Risk of severe hypoglycaemia in insulin treated diabetic patients transferred to human insulin:
A case control study. British Medical Journal 1991; 303:617-621

The period from 1984 to 1987, when many patients were unselectedly transferred to human insulin because porcine insulin became no longer available, was investigated. Compared to animal insulin use, human insulin use was associated with a hypoglycaemia rate ratio of 2.4.

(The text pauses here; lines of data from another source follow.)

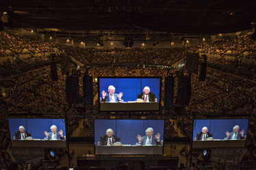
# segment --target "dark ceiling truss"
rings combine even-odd
[[[8,12],[12,27],[179,33],[227,33],[251,29],[255,8],[255,0],[0,1],[0,10]]]

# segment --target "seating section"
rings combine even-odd
[[[121,66],[97,66],[99,63],[146,63],[158,65],[172,65],[184,58],[188,52],[200,52],[210,54],[208,61],[229,66],[207,68],[207,78],[205,81],[199,81],[198,75],[192,74],[191,100],[185,109],[188,113],[197,114],[250,113],[249,130],[246,143],[248,150],[244,156],[245,160],[255,160],[253,149],[256,141],[256,78],[251,74],[244,74],[242,70],[255,72],[255,65],[251,59],[256,58],[255,49],[256,42],[249,39],[251,33],[239,35],[229,40],[216,39],[209,44],[199,44],[196,46],[173,48],[82,48],[54,43],[44,43],[38,38],[25,38],[17,34],[0,33],[0,57],[12,56],[14,61],[5,60],[1,62],[0,71],[8,70],[36,62],[49,60],[46,53],[65,52],[83,63],[95,64],[87,68],[90,76],[93,77],[94,96],[98,93],[98,84],[94,81],[97,76],[162,76],[162,100],[164,96],[164,77],[169,74],[180,70],[179,68],[170,68],[152,66],[145,67]],[[40,55],[38,55],[40,54]],[[21,56],[28,55],[26,58]],[[38,55],[38,56],[37,55]],[[228,57],[235,57],[227,59]],[[57,55],[57,58],[60,58]],[[54,113],[56,117],[64,113],[64,106],[66,105],[65,96],[66,75],[61,74],[60,64],[57,65],[57,82],[51,79],[50,66],[22,72],[16,76],[0,79],[2,94],[1,103],[6,106],[0,111],[2,117],[7,117],[8,112],[30,111],[31,113]],[[75,68],[71,64],[71,68]],[[236,68],[241,72],[233,72],[232,68]],[[184,69],[183,68],[181,69]],[[86,68],[81,68],[82,75]],[[185,71],[185,74],[188,74]],[[83,95],[82,79],[79,79],[80,95]],[[178,90],[177,81],[175,94]],[[97,106],[97,100],[94,106]],[[70,113],[77,113],[72,107]],[[139,115],[139,113],[138,113]],[[95,113],[96,118],[97,114]],[[79,117],[68,116],[68,131],[75,130],[81,121]],[[79,137],[94,137],[93,119],[81,119],[83,128],[80,128]],[[4,139],[8,137],[6,119],[1,119],[1,126],[5,127],[1,131],[0,145],[8,147]],[[2,126],[3,124],[3,126]],[[174,121],[166,120],[165,135],[169,138],[178,138],[175,130],[180,129],[181,133],[190,137],[192,132],[192,119],[179,117]],[[1,141],[5,141],[1,143]],[[3,145],[7,145],[4,146]],[[8,155],[8,154],[6,154]],[[1,156],[8,159],[8,156]]]

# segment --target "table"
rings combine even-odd
[[[193,148],[244,147],[245,140],[194,141]]]
[[[162,154],[162,145],[95,146],[95,154]]]
[[[12,147],[66,147],[65,140],[12,140]]]
[[[158,111],[159,102],[101,102],[102,111]]]

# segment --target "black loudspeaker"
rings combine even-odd
[[[129,42],[129,47],[132,47],[133,45],[133,42]]]
[[[68,106],[74,106],[80,103],[80,95],[79,87],[79,78],[77,76],[68,76],[66,78],[66,99]]]
[[[125,47],[128,47],[128,42],[124,42]]]
[[[199,81],[205,81],[207,70],[207,63],[201,63],[200,76],[199,76]]]
[[[164,107],[173,107],[175,79],[172,76],[164,79]]]
[[[170,160],[157,160],[157,167],[178,167],[179,157],[171,157]]]
[[[182,77],[178,79],[178,94],[175,104],[188,106],[191,98],[191,80],[190,77]]]
[[[92,76],[84,76],[84,106],[93,106]]]
[[[128,169],[144,170],[146,167],[144,161],[119,162],[119,167],[123,164],[127,165]]]
[[[55,57],[56,55],[55,54],[51,54],[51,61],[50,62],[51,65],[51,79],[52,81],[57,81],[57,66],[56,66],[56,61],[55,61]]]

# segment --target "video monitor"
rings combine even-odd
[[[206,150],[205,150],[203,152],[203,156],[206,156],[206,154],[207,154],[207,152],[206,152]]]
[[[164,120],[94,119],[96,154],[162,154]]]
[[[244,147],[248,119],[194,119],[193,148]]]
[[[98,77],[101,111],[159,111],[162,77]]]
[[[54,152],[52,150],[51,151],[50,154],[51,154],[51,157],[54,158]]]
[[[12,147],[66,147],[64,119],[8,118]]]

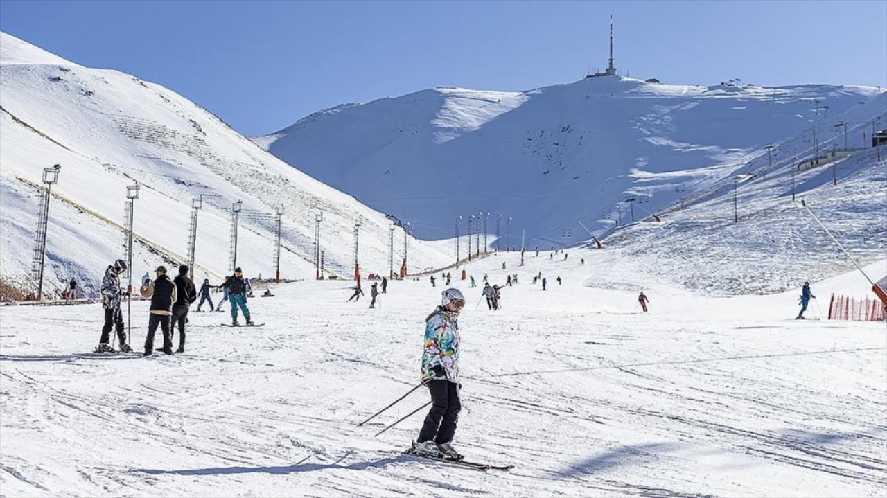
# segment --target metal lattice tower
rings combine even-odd
[[[234,271],[237,268],[237,227],[238,217],[240,209],[243,207],[243,201],[239,200],[231,206],[231,252],[228,258],[228,270]]]
[[[389,228],[389,278],[394,278],[394,227]]]
[[[191,200],[191,224],[188,226],[188,268],[194,279],[194,253],[197,248],[197,213],[203,206],[203,195]]]
[[[274,252],[274,279],[278,284],[280,283],[280,229],[283,224],[283,206],[277,208],[277,213],[274,215],[274,223],[277,227],[277,234],[275,236],[277,243],[277,251]]]
[[[43,183],[46,189],[40,191],[40,206],[37,207],[37,230],[34,236],[34,262],[32,273],[37,281],[37,300],[43,297],[43,268],[46,261],[46,227],[49,224],[50,198],[52,197],[52,185],[59,183],[59,171],[61,166],[43,168]]]

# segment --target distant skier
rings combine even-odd
[[[805,282],[804,287],[801,287],[801,297],[799,301],[801,303],[801,312],[797,314],[797,320],[806,320],[804,317],[804,312],[807,310],[807,305],[810,303],[810,299],[816,299],[816,296],[810,291],[810,282]]]
[[[490,311],[496,308],[496,293],[493,292],[493,288],[490,286],[490,284],[485,284],[483,285],[483,297],[487,298],[487,307]]]
[[[370,302],[370,307],[376,307],[376,298],[379,297],[379,284],[375,282],[373,283],[373,286],[370,287],[370,297],[373,300]]]
[[[203,279],[203,285],[200,285],[200,302],[197,305],[197,311],[200,311],[200,307],[203,306],[203,301],[209,301],[209,311],[215,309],[213,307],[213,299],[209,297],[209,290],[212,288],[209,285],[209,279]]]
[[[640,295],[638,296],[638,302],[640,303],[640,307],[644,310],[644,313],[647,313],[647,303],[650,302],[650,300],[647,299],[643,291],[641,291]]]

In order to investigate whether the symptom pattern associated with human insulin hypoglycaemia differed from that with porcine insulin, a prospective randomized double-blind crossover trial was subsequently performed:

Influence of human insulin on symptoms and awareness of hypoglycaemia: A randomised double blind crossover trial. British Medical Journal 1991; 303:622-626
With human insulin, patients were more likely to report neuroglycopenic symptoms such as lack of concentration, restlessness, confusion and visual disturbance, but less likely to report autonomic symptoms like hunger, tremor and sweating. Transfer to human insulin may increase the risk of severe hypoglycaemia. This may be due to the symptom pattern experienced in human insulin hypoglycaemia which could impair patients' ability to recognize hypoglycaemia.
The clinical observation that some patients had more difficulties to recognize hypoglycaemia after transfer to human insulin (1,2), and a number of episodes of severe hypoglycaemia which occurred after transfer to human insulin (I) prompted us to investigate whether transfer to human insulin carried an increased risk of severe hypoglycaemia. The prospective randomized clinical trial (RCT) has been advocated to clarify this issue (3). However, as shown in Table 1, the sample size requirements in a RCT are considerable (4,5). For example, in order to detect a 50 % increase in the risk of severe hypoglycaeinia (relative risk 1.5) when assuming that 5 % of patients experience one episode per year, approximately 2,840 patients would have to be followed up for one year. Case-control studies require smaller sample sizes (Table 1), however, they may be subject to selection bias if patients at high risk for hypoglycaemia were more likely to be transferred to human insulin (6).